This is a question on global existence and uniqueness for an IVP. Consider the following first-order nonlinear ODE (known as a Ricatti equation):
\begin{align} y^{\prime} = f_1(x) y^2 + f_2(x) y + f_3(x),\qquad x\in [0,\infty)\tag{1}, \end{align}
subject to a boundary condition
\begin{align} y(0) = y_0.\tag{2} \end{align}
Let $f(x,y) = f_1(x) y^2 + f_2(x) y + f_3(x),$ i.e., let $f:[0,\infty)\times (-\infty,\infty)\rightarrow (-\infty, \infty)$ be the right hand side of (1). Assume that $f$ is locally Lipschitz in $y$. From this post, it appears that local Lipschitzness guarantees that a global solution is unique iff a global solution exists.

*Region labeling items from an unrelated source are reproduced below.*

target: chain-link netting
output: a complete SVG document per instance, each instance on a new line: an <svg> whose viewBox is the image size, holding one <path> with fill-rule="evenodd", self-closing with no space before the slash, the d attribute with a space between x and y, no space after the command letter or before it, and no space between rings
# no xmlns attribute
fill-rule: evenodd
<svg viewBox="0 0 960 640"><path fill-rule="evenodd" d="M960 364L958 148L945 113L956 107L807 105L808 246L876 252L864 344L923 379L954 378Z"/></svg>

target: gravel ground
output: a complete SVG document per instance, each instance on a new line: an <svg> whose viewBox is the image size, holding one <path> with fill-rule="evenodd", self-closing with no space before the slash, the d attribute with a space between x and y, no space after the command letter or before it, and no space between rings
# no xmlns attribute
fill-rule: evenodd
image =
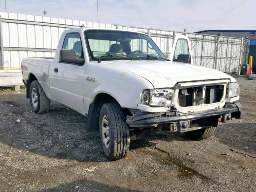
<svg viewBox="0 0 256 192"><path fill-rule="evenodd" d="M35 114L24 89L2 89L0 191L256 191L256 80L235 77L242 120L219 123L202 141L157 132L114 162L84 117L53 103Z"/></svg>

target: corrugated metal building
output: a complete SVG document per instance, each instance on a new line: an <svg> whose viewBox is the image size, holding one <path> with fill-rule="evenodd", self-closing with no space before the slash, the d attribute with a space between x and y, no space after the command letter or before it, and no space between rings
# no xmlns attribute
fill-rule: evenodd
<svg viewBox="0 0 256 192"><path fill-rule="evenodd" d="M195 33L225 37L244 37L248 38L250 39L250 49L248 56L253 57L252 65L256 66L256 30L208 30L195 32Z"/></svg>

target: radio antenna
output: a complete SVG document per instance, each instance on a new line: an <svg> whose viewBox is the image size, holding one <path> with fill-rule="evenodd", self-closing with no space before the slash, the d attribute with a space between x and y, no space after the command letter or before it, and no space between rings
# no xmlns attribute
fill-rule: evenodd
<svg viewBox="0 0 256 192"><path fill-rule="evenodd" d="M99 23L99 11L98 10L98 0L97 0L97 20L98 20L98 37L99 40L98 44L98 57L99 60L98 61L98 63L100 62L100 30L99 30L99 26L100 25L100 23Z"/></svg>

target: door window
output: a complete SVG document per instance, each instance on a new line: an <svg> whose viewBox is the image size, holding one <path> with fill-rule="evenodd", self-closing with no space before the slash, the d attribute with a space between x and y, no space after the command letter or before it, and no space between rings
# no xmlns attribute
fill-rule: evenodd
<svg viewBox="0 0 256 192"><path fill-rule="evenodd" d="M80 35L78 33L67 34L64 39L62 50L74 51L77 58L84 58Z"/></svg>
<svg viewBox="0 0 256 192"><path fill-rule="evenodd" d="M185 39L179 39L177 41L174 54L173 55L173 60L177 60L178 56L180 54L189 54L188 41Z"/></svg>

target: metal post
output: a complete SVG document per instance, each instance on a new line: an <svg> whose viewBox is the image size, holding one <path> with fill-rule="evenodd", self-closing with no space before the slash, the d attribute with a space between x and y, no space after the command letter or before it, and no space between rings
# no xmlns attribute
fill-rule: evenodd
<svg viewBox="0 0 256 192"><path fill-rule="evenodd" d="M200 60L200 65L203 64L203 54L204 54L204 40L205 35L203 35L203 41L202 42L202 49L201 50L201 60Z"/></svg>
<svg viewBox="0 0 256 192"><path fill-rule="evenodd" d="M225 72L227 72L227 66L228 65L228 43L229 43L229 37L228 38L227 41L227 48L226 51L226 65L225 66Z"/></svg>
<svg viewBox="0 0 256 192"><path fill-rule="evenodd" d="M239 58L239 64L238 66L238 75L240 75L240 71L241 70L241 68L242 67L242 56L243 54L243 48L244 46L244 37L242 37L241 39L241 47L240 48L240 58Z"/></svg>
<svg viewBox="0 0 256 192"><path fill-rule="evenodd" d="M217 44L216 44L216 49L215 51L215 61L214 64L214 68L217 69L217 63L218 62L218 51L219 46L219 37L217 37Z"/></svg>
<svg viewBox="0 0 256 192"><path fill-rule="evenodd" d="M174 44L174 40L175 39L175 32L173 32L173 36L172 38L172 46L173 47L173 44ZM172 51L174 51L173 50L172 50Z"/></svg>
<svg viewBox="0 0 256 192"><path fill-rule="evenodd" d="M2 16L0 15L0 66L4 66L4 48L3 46L2 28ZM1 68L0 69L2 68Z"/></svg>

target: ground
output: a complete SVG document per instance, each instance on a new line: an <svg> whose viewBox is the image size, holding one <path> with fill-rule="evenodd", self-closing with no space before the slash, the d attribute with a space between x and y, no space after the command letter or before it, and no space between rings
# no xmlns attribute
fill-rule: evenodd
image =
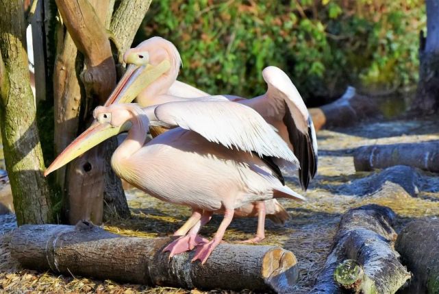
<svg viewBox="0 0 439 294"><path fill-rule="evenodd" d="M355 172L353 160L353 153L360 146L438 140L439 130L436 127L438 122L427 119L368 122L318 133L318 175L308 191L303 193L308 199L308 202L281 200L292 219L284 227L267 221L266 238L261 243L281 246L296 255L301 277L294 293L310 293L325 262L340 215L349 208L370 203L389 206L397 215L395 225L397 232L412 219L439 215L437 175L418 170L414 171L416 177L408 180L404 178L404 173L412 175L413 170L402 169L403 176L397 180L391 177L379 177L377 175L379 171ZM383 178L382 182L378 180ZM300 191L296 178L288 179L287 184L297 191ZM129 190L127 195L132 218L106 223L108 230L126 235L166 236L190 215L190 210L186 208L162 202L134 189ZM202 234L211 237L221 219L221 216L215 216L202 230ZM225 240L234 242L251 237L256 223L255 219L234 220ZM0 234L5 233L14 226L13 216L0 218ZM25 290L58 293L200 293L197 290L148 288L24 270L10 256L5 245L8 236L5 234L3 238L0 237L3 244L0 247L0 291L3 289L8 293L22 293ZM229 292L218 290L210 293Z"/></svg>

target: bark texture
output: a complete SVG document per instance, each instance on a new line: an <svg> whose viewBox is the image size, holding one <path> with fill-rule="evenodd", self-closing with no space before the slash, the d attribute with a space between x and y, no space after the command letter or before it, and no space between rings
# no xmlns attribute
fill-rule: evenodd
<svg viewBox="0 0 439 294"><path fill-rule="evenodd" d="M58 156L67 147L78 132L79 109L81 106L81 87L76 67L77 50L73 40L64 28L58 28L58 38L61 41L57 46L53 77L53 102L55 115L55 154ZM66 177L66 169L57 171L57 183L62 190Z"/></svg>
<svg viewBox="0 0 439 294"><path fill-rule="evenodd" d="M110 31L119 52L119 63L129 49L152 0L121 0L114 12Z"/></svg>
<svg viewBox="0 0 439 294"><path fill-rule="evenodd" d="M23 1L1 0L1 136L18 224L51 221L49 191L25 51Z"/></svg>
<svg viewBox="0 0 439 294"><path fill-rule="evenodd" d="M394 293L401 288L410 275L392 247L397 237L392 227L394 217L390 208L375 204L351 209L343 215L331 252L312 293ZM345 267L347 260L353 260L361 271L354 270L355 267ZM345 282L340 274L343 269L357 278ZM336 270L339 273L334 278Z"/></svg>
<svg viewBox="0 0 439 294"><path fill-rule="evenodd" d="M439 142L371 145L358 148L353 156L357 171L408 165L439 172Z"/></svg>
<svg viewBox="0 0 439 294"><path fill-rule="evenodd" d="M431 114L439 109L439 2L425 0L425 6L427 35L419 47L419 82L412 110Z"/></svg>
<svg viewBox="0 0 439 294"><path fill-rule="evenodd" d="M65 58L65 64L60 65L69 67L66 72L67 75L61 78L74 82L71 88L64 91L68 96L61 95L58 99L58 133L61 134L67 131L66 135L62 134L63 138L58 142L57 151L60 152L77 135L78 129L79 132L85 130L86 125L84 123L91 121L94 108L103 104L110 95L116 85L116 67L104 26L105 23L110 23L114 1L57 0L56 2L68 32L64 42L65 54L63 55L63 52L61 54ZM72 56L66 55L69 51L75 50L71 46L72 42L84 55L84 70L80 65L80 69L75 66ZM81 70L82 83L79 83L77 76ZM84 85L86 96L82 100L80 95L84 96L84 93L77 86L81 84ZM66 85L70 87L68 84ZM79 104L82 107L81 118L79 117ZM107 156L112 154L116 147L114 138L94 148L68 166L66 187L70 223L76 223L84 219L101 223L104 197L108 204L106 212L123 217L129 215L121 180L112 172L110 156ZM60 179L59 182L62 184L62 179Z"/></svg>
<svg viewBox="0 0 439 294"><path fill-rule="evenodd" d="M25 225L14 232L13 257L32 269L149 285L290 293L299 277L294 254L274 246L221 244L207 262L194 252L168 258L172 237L124 237L80 222Z"/></svg>
<svg viewBox="0 0 439 294"><path fill-rule="evenodd" d="M356 94L355 88L351 86L340 99L309 111L316 130L353 125L379 113L373 101Z"/></svg>
<svg viewBox="0 0 439 294"><path fill-rule="evenodd" d="M439 293L439 220L410 223L398 236L395 249L413 273L403 293Z"/></svg>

My question is the following: Do Ricatti equations (in particular those defined for an unbounded time domain) always have solutions? Presumably, if my statements were correct, then (1)-(2) would have a unique global solution. I ask this question because I have a problem with only local Lipschitzness, not global, so existence is an issue. Some IVPs have solutions that blow up in finite time and cannot be extended globally. I am hoping that in the case of this particular type of ODE this is not an issue.